1. Run a PA-DSS validated application
2. Patch your PA-DSS validated application
3. Install a hardware firewall with segmentation
4. Use only secure, two-factor authenticated remote access
5. Change default passwords and have unique accounts for each user
6. Run anti-virus or whitelisting
7. Don’t surf the web from your payment environment, not possible if point 3 is done correctly
Level 4 merchants can do these 7 things, and the VAR’s who perform the implementations for them can grasp this. Just about every one of the level 4 breaches in Trustwave’s and Verizon’s annual reports would have been thwarted had the merchants done these 7 things. Security is the foundation of compliance. The reverse is not true.
July 7th, 2011 at 1:38 pm
If a merchant cannot be trusted to honestly fill out the short-form, what makes anyone believe the same merchant will all of a sudden be trustable filling out the long-form just because it is longer?
July 8th, 2011 at 6:12 pm
I actually had one of our merchant members tell me that their Approved Scanning Vendor insist that they disable their firewall so they could be scanned. This was a few years ago so hopefully the vendor has gotten smarter or lost their approval. In either event, it’s a perfect example of compliance over security.
July 12th, 2011 at 11:04 am
Walt,
Where to begin.
Regardless of the intent, I think that we all know that in the real world, that 99 of those asked to attest to a subset will only manage that subset.
I sat an industry meeting, involved in a heated debate about logging. Since the shortened SAQs do not mention the requirement to retain logs, the industry reps were recommending that they not bring logging into scope their program that they were creating for merchants. Even though the QSAs in the room pleaded that logs are the only defense in the case of a breach, the general consensus in the room was it was out of scope” because it “is to complex for the smaller merchant to understand, never mind do, and the ‘SAQ DOESN’T REQUIRE IT'”
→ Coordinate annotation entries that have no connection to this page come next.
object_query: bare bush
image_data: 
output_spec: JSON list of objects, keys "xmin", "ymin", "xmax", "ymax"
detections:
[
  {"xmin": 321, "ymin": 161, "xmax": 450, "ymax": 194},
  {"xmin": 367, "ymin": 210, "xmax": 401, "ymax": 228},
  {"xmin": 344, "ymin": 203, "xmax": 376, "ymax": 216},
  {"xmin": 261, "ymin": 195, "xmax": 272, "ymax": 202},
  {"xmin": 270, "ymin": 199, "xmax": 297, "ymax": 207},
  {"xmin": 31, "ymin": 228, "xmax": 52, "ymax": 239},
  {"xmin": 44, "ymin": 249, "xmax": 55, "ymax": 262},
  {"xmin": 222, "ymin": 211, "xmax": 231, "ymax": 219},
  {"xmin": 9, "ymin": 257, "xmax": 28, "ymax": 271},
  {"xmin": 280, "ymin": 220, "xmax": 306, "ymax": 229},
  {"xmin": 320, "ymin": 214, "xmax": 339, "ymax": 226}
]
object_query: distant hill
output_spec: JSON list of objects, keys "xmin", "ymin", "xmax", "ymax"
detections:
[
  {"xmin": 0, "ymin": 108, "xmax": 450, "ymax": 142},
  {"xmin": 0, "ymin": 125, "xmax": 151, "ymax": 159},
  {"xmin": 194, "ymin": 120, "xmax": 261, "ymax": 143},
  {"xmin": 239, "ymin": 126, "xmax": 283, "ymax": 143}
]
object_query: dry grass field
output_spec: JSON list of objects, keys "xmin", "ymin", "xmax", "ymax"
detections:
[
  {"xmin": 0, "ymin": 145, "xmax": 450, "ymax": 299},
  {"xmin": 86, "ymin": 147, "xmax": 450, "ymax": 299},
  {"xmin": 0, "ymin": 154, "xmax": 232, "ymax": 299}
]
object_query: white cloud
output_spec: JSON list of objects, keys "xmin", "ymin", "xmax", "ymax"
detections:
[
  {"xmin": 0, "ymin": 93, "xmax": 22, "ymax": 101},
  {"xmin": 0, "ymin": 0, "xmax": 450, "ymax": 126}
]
This example alone speaks volumes about why the shortened SAQs are broken.
July 12th, 2011 at 10:27 pm
Many thanks for the great comments. I wrote the column hoping to generate discussion from StorefrontBacktalk readers, and you didn’t let me down.
To me, the comments about “compliance over security” capture the theme I was trying to get at, maybe better than I said it myself. And Todd’s comment about “the SAQ doesn’t require it” is so painfully true. I, too, have heard that same statement made at industry workshops. Unfortunately, the SAQs are what we have, so I think it is important for QSAs and others to make it clear that maybe the SAQs are not the be-all and end-all of compliance, and PCI is not the be-all and end-all of security.
Thanks to all for the comments (and emails…yes, I read them). I’ll be following-up on this theme in a week or so. Meanwhile, keep the comments coming.